I am curious to look at example of top level data structures (how the dbs and collections are organized) for different use cases, e.g. different types of apps. How dbs and collections and sub collections do different types of use cases typically have? How are they organized? Does anyone know of a resource like that?
PS. My guiding-thought re database structure is that the data-hierarchy you have in your mind should be reflected in the structure of the cluster to extent possible, but I was wondering if anyone else had any thoughts on this.
Hi @Rich_Guy, welcome!
The concept of a database in MongoDB is just a logical construct, which is similar to a namespace for a collection. The structure of collections however depends on your use case, i.e. whether you choose two have a single collection containing embedded documents, or two collections with related documents.
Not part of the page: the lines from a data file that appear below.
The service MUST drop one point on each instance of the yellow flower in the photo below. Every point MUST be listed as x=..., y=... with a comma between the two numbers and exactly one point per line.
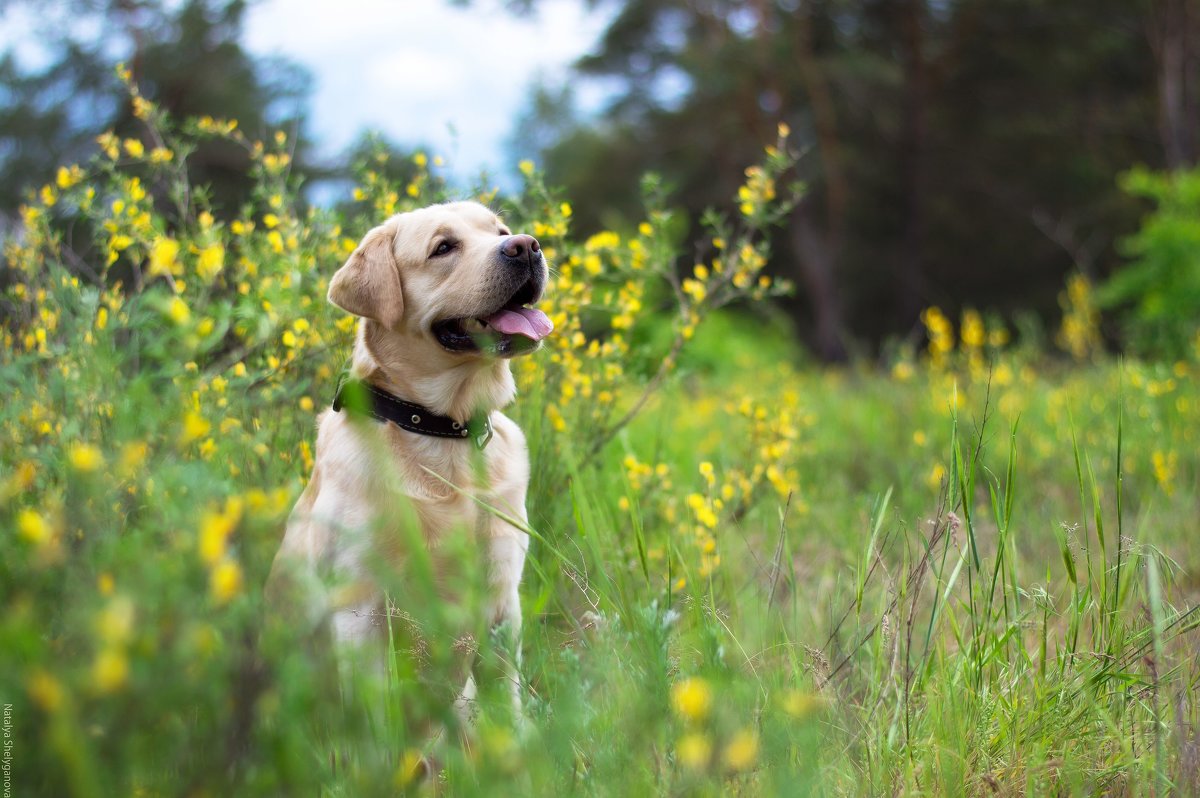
x=409, y=769
x=691, y=699
x=85, y=457
x=225, y=581
x=694, y=750
x=162, y=256
x=799, y=705
x=111, y=671
x=34, y=528
x=114, y=625
x=742, y=751
x=215, y=531
x=211, y=262
x=196, y=426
It’s less about the database structure, but more about the data model itself. An example case where you would consider a different data model for a cluster’s structure would be Aggregation $lookup: sharded collection restrictions.
Please review the following resources related to data modelling:
There’s also a free online course at MongoDB University, one that focuses on creating data models for MongoDB: M320: Data Modeling
Hi Rich. Thanks for the question.
I would add to what Wan said by noting that there are some anti-patterns with DB/collection usage for multi-tenant setups. I would avoid (for example) having a separate database for each customer, and then repeating the same collection names inside each database. As each collection, and each index require a separate file on the storage layer, you can get situations where there are 100’s of thousands of different files. Each fille requires a file handle in the OS, and these can add up to take a significant amount of memory which could otherwise be used for data caching.
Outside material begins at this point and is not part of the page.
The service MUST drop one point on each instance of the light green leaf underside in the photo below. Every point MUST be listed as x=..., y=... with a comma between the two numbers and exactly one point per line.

I would instead recommend having shared collections for the entire SaaS with a customer-identifing field in the document schema, and have just one giant logical database with one collection for each entity type.
Hope this helps,
I was also planning a similar approach - one database per customer and the same collection names repeated for each customer, but you mention that it could get into a nightmare of files and OS handling (sic).
but if I use the suggested alternative of a shared collection with customer-identifying field then there is a huge risk - one programming error, one data leakage, and its all over.
Besides separate databases seemed to have some advantages
- quick extraction of a customers data for a local copy / local replication
- change in collection structure / customisation for a customer
- moving customer database around between servers for manual load balancing
what alternative approach can you suggest instead of shared collection with customer-identifier particularly to nullify the risk of cross customer data leakage due to a programming oversight
I agree that there are certainly benefits to having a single deployment and one database per customer. You can mitigate the file handle issue somewhat by having a highly sharded cluster (say 100 shards) and have 200 customer databases homed on each shard, giving 20k databases. Since each database has a primary shard you can use movePrimary to distribute them as you wish. As long as you you keep all databases/collections unsharded this will scale well.
At the other extreme end, you could to launch one deployment per customer. On-prem this is difficult, but on Atlas you could programmatically launch a new M10 for each customer via the API. This reduces the risk of a “noisy neighbor”. If one of your customer’s is highly loaded they are not going to negatively impact the performance of other customers since their VMs are isolated.
while I understand this information, i also want to clarify on the requirements:
- OnPrem deployment will usually be for 1 customer so usually 1 or a couple of databases only are required on a local community server.
- large number of customers is for the Hosted service which could be the community server alongwith the application on a commercial virtual server or a cloud database server with a separate application server
hope that is more specific